The top three winning solutions will be awarded $32,000 in funding to scale the idea into a functional product to take to market over a 10-week accelerator program.

He said digital technology had already opened what had traditionally been a closed shop (due to the lack of a central data location) to more innovation, competition and disruption in the industry.

“We as a health insurer need to get our ducks lined up to make sure we can participate effectively,” Mr Bransby said. 

“Otherwise we’ll wonder what happened to us when suddenly the health of our members is managed by someone that has come out of left field … could be Google, or Apple, any of those players could emerge.”

New players

Arguably this is already happening in Australia.

Three years ago, telecommunications giant Telstra engaged its board to investigate how it could support the improvement of health outcomes via distinctive software and technological solutions. The result was Telstra Health.

Director of strategy and commercial Tim Kelsey said Telstra Health was now Australia’s largest healthcare technology service business.

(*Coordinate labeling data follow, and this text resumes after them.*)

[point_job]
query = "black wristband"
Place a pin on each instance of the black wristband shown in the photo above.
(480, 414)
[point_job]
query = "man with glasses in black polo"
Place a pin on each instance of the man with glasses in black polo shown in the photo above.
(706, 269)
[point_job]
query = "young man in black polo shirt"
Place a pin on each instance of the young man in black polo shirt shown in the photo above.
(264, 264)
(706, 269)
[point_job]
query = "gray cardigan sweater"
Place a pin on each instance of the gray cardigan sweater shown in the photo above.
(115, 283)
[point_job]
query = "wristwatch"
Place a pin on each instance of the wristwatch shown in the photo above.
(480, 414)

“The business was set up with the backing of Telstra as a vehicle to deliver an operating system that would enable safe, efficient, high value services,” he said.

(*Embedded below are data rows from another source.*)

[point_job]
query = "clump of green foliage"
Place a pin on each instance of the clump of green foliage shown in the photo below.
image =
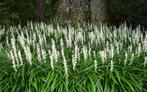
(51, 58)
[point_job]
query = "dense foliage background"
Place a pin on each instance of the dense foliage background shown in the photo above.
(20, 11)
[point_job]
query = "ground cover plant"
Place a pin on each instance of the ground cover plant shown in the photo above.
(51, 58)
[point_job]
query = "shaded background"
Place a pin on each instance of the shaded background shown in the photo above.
(13, 12)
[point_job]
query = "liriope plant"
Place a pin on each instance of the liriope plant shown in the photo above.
(45, 58)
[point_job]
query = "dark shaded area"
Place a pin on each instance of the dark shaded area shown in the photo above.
(13, 12)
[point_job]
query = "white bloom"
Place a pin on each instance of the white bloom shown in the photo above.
(132, 57)
(13, 60)
(20, 57)
(145, 61)
(38, 53)
(51, 58)
(95, 61)
(102, 55)
(112, 66)
(14, 50)
(28, 54)
(64, 61)
(126, 58)
(43, 54)
(75, 57)
(54, 51)
(85, 52)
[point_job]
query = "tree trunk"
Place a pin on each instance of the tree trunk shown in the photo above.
(99, 11)
(40, 10)
(82, 11)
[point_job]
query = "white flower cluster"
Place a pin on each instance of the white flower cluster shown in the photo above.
(103, 44)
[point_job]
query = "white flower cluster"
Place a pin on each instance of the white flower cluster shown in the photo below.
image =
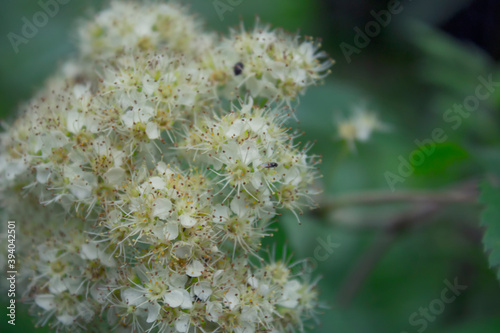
(145, 174)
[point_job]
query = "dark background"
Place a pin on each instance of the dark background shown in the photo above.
(427, 59)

“Telstra Health is here to harness the information revolution for Australians; it’s about putting new digital technologies to work for patients and their professional advisers.”

Mr Kelsey said the objective of Telstra Health was to work with potential partners in both public and private health services in co-production, to configure technology around a particular problem rather than offer a boxed up pre-solution.

The government welcomed the new healthcare player to the sector by awarding Telstra Health the five-year National Cancer Screening Register contract in May this year.

Telstra Health won the bid to consolidate bowel and cervical cancer screening nationally, replacing the state and territory-operated system by delivering a single database with one record per patient. As of May 2017, the register will manage cancer-screening records for more than 11 million Australians.

In Perth last year, Telstra Health announced it had successfully implemented an electronic medical records system at the recently completed St John of God Midland Public and Private Hospitals (see hospitals list on page 23), providing access to data across different platforms and departments.

Telstra Health has also assisted Silver Chain in providing its Hospital in the Home services, and in July this year Amana Living partnered with Telstra Health using its eHealth platform to launch Amana Living eConnect, the nation’s first virtual support service for people living with dementia.

“We want to support ways in which health economies can share data securely and more effectively so that doctors, clinicians, ambulance services and patients are able to communicate in real time about conditions and treatments,” Mr Kelsey said.

The recently established Australian Digital Health Agency (which has today announced Mr Kelsey as its chief executive) also plans to leverage digital platforms to deliver a higher quality, more interconnected and more efficient health system. 

This is considered a step towards the creation of a centralised depository for all the data about population health, and will assist in making information more accessible for both patients and provider.

WAPHA’s Ms Durrington said this idea of sharing data and forming strategic partnerships to collaborate in the market was key to ensuring the successful transition of the healthcare sector to a new era as consumers and governments demanded better outcomes and lower costs.

“We all know what the burning platform is and we all need to work in a way that winds back the cost,” she said.

“No single organisation or part of government can do this on its own; it is about working collaboratively across the system to work in a more shared direction to address the critical issues.”